China's quality watchdog has asked the country's importers to recall milk products supplied by the New Zealand-based Fonterra Co-operative Group after the company found a strain of bacteria in some products.
Fonterra, the world's largest exporter of dairy products, said that it had found that an ingredient in some of its products contained a strain of bacteria that can cause botulism, a disease leading to severe food poisoning.
The General Administration of Quality Supervision, Inspection and Quarantine said in a statement that local watchdogs have also been asked to reinforce testing methods for milk products from New Zealand.
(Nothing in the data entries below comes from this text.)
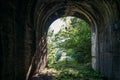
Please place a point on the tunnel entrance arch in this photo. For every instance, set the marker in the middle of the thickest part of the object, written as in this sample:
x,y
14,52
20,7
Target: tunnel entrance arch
x,y
63,10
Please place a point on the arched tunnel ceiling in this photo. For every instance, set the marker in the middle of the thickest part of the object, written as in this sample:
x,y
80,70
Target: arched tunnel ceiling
x,y
99,12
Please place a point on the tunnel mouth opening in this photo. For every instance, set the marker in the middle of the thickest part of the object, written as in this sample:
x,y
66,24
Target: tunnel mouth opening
x,y
70,59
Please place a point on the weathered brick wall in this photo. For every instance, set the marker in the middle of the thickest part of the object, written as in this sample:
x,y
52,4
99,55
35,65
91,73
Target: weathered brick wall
x,y
24,24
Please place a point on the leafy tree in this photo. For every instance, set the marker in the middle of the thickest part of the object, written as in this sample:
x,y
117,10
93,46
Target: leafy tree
x,y
75,40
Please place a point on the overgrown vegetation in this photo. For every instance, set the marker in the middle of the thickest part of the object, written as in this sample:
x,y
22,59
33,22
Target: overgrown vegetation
x,y
69,52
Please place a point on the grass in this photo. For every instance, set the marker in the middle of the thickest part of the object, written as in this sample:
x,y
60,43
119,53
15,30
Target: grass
x,y
71,70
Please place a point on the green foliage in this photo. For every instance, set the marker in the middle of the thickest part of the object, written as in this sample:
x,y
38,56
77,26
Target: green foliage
x,y
77,39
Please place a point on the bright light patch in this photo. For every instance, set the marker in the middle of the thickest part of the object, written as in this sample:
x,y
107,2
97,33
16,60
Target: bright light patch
x,y
58,24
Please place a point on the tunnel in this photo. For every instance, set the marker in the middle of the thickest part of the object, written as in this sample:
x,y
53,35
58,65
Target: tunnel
x,y
23,34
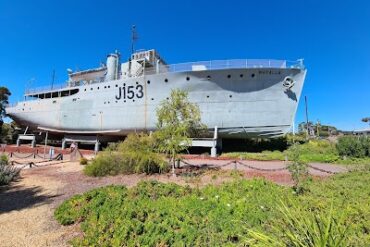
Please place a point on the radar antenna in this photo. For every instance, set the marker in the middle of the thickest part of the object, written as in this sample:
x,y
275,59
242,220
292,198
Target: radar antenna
x,y
134,38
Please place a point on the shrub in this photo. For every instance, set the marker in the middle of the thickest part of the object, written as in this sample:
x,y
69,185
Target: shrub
x,y
7,173
134,155
297,227
354,146
83,161
298,170
157,214
315,151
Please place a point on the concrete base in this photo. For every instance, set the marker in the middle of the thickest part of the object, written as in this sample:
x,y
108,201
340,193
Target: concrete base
x,y
82,139
31,138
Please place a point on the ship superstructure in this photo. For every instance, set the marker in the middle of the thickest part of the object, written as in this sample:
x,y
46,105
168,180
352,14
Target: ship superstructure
x,y
243,98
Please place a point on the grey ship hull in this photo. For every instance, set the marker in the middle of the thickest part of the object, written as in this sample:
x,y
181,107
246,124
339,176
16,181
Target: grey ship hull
x,y
248,102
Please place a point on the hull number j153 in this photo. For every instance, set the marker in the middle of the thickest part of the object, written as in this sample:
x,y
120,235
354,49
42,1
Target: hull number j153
x,y
130,92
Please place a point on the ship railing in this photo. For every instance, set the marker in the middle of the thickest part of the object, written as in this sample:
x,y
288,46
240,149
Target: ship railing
x,y
226,64
39,90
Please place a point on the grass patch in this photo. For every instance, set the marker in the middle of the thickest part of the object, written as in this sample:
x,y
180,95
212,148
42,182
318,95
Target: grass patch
x,y
7,172
157,214
134,155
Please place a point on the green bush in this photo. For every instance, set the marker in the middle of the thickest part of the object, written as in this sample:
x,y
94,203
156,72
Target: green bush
x,y
354,146
7,173
157,214
316,151
298,227
134,155
83,161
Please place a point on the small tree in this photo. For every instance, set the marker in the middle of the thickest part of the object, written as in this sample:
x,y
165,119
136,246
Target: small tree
x,y
178,120
366,120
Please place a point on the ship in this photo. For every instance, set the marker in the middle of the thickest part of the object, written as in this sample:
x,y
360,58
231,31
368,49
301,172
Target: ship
x,y
241,98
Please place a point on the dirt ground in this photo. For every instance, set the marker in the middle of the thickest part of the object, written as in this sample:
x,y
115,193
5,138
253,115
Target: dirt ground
x,y
28,204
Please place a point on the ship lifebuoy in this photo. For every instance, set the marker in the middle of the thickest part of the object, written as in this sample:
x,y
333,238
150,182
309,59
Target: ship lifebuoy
x,y
288,82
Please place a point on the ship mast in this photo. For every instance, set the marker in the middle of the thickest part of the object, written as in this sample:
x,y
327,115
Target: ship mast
x,y
134,38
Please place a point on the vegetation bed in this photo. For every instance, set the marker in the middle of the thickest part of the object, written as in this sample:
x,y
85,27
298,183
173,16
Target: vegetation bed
x,y
157,214
347,151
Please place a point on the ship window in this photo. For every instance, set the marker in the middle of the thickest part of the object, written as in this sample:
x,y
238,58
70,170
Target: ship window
x,y
68,92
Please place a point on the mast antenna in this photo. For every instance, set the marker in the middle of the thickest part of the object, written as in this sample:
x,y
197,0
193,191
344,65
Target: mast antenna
x,y
52,79
134,38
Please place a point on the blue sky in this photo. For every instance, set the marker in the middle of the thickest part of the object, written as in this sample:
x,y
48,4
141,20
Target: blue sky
x,y
333,37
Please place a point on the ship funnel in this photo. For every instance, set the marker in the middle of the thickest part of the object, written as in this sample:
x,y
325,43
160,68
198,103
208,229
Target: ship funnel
x,y
112,67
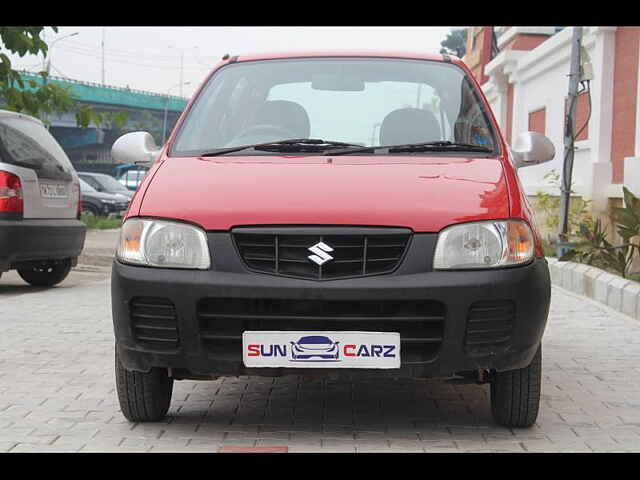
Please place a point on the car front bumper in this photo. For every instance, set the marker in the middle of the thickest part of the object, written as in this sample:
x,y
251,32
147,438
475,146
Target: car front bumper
x,y
462,296
27,240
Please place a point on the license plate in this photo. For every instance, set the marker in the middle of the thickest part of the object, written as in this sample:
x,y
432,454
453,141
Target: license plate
x,y
321,349
49,190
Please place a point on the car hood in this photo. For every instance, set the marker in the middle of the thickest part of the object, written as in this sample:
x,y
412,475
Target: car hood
x,y
422,193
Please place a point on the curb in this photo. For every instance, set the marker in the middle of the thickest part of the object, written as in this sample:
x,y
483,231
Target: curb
x,y
611,290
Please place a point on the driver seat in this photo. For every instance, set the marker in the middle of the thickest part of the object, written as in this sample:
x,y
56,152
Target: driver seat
x,y
283,113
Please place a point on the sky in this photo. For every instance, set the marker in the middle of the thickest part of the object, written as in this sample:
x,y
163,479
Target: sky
x,y
148,58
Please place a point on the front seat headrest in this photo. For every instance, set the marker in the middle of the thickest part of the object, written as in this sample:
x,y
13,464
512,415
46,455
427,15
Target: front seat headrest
x,y
409,125
286,114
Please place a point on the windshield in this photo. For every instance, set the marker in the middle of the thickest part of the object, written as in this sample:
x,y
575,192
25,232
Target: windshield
x,y
359,101
110,183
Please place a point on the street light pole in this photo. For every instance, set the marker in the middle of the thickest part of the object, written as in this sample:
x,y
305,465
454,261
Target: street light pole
x,y
166,108
182,50
48,69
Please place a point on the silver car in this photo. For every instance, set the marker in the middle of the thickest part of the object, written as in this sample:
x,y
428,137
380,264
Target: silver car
x,y
41,235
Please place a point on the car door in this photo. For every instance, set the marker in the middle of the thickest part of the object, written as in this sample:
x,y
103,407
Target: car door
x,y
49,183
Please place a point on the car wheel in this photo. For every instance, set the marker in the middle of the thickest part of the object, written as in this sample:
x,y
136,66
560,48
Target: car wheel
x,y
46,274
143,397
515,394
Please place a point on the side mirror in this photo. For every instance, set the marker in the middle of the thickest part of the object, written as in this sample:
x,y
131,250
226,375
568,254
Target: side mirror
x,y
531,148
135,147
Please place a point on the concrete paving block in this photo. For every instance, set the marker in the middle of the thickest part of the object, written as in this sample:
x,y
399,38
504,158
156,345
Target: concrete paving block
x,y
602,287
555,272
614,296
631,299
590,277
579,277
567,273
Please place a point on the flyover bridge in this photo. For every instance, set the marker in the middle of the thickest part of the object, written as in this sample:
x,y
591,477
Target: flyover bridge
x,y
89,148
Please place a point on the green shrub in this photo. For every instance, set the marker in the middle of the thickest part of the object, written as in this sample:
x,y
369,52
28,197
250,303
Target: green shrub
x,y
594,248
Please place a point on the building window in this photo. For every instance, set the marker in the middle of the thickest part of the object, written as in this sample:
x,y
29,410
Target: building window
x,y
582,113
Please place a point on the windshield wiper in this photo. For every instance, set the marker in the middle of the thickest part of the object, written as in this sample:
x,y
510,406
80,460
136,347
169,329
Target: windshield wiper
x,y
440,145
292,145
437,146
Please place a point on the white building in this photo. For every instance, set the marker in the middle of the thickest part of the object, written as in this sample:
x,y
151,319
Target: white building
x,y
527,82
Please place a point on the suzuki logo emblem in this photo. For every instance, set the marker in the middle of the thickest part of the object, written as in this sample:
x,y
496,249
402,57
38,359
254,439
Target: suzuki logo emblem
x,y
320,250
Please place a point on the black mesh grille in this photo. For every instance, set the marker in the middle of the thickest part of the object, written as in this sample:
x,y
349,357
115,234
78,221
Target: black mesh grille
x,y
154,322
419,322
489,326
352,255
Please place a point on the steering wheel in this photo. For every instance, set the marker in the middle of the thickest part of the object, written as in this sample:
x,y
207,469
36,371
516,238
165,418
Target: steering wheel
x,y
278,132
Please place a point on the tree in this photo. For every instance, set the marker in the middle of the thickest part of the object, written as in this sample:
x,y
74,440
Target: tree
x,y
32,98
455,43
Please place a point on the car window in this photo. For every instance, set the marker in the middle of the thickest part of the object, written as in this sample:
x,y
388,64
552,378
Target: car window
x,y
90,180
28,144
364,101
109,183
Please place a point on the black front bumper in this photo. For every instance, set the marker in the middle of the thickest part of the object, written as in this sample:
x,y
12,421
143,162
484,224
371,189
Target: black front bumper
x,y
525,288
27,240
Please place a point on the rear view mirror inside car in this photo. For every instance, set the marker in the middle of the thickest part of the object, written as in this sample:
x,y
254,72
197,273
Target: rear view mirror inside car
x,y
337,82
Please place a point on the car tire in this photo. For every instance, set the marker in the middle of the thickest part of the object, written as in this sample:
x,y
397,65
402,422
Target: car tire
x,y
143,397
47,274
515,394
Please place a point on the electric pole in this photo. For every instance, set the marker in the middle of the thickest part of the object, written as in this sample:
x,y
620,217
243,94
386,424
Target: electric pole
x,y
575,75
103,57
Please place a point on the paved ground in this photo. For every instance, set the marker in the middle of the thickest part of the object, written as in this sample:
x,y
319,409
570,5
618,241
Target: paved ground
x,y
57,391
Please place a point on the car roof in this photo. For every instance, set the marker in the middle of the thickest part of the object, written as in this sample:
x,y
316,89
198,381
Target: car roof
x,y
342,53
94,174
"We attach great importance to this issue. We have immediately contacted the New Zealand embassy and urged it to take action in a timely measure," the national quality agency said. However, it did not specify how wide-ranging a recall it had ordered for Fonterra products.
"Our focus is to get information out about potentially affected products as fast as possible so that our customers can make a decision about whether product recalls are required," Gary Romano, managing director of New Zealand milk products at Fonterra, said.
Fonterra said that the contamination issue was identified in March this year. Tests conducted later confirmed the presence of the harmful bacteria.
Although the company has not specified which products are affected, it has said that dairy items linked to fresh milk, yoghurt, cheese, spreads and ultrahigh-temperature-treated milk products are safe.
This is the second dairy contamination case this year to involve New Zealand's largest company.
At the beginning of this year Fonterra warned that it had found traces of dicyandiamde, also called DCD, a potentially toxic chemical used in fertilisers, in some of its milk powder. Although it was found late last year, the reports emerged only this January.
The development comes in the wake of Fonterra's plan to launch its own branded milk formula in China. Theo Spierings, chief executive officer of Fonterra, is travelling to China in a bid to finalise a deal.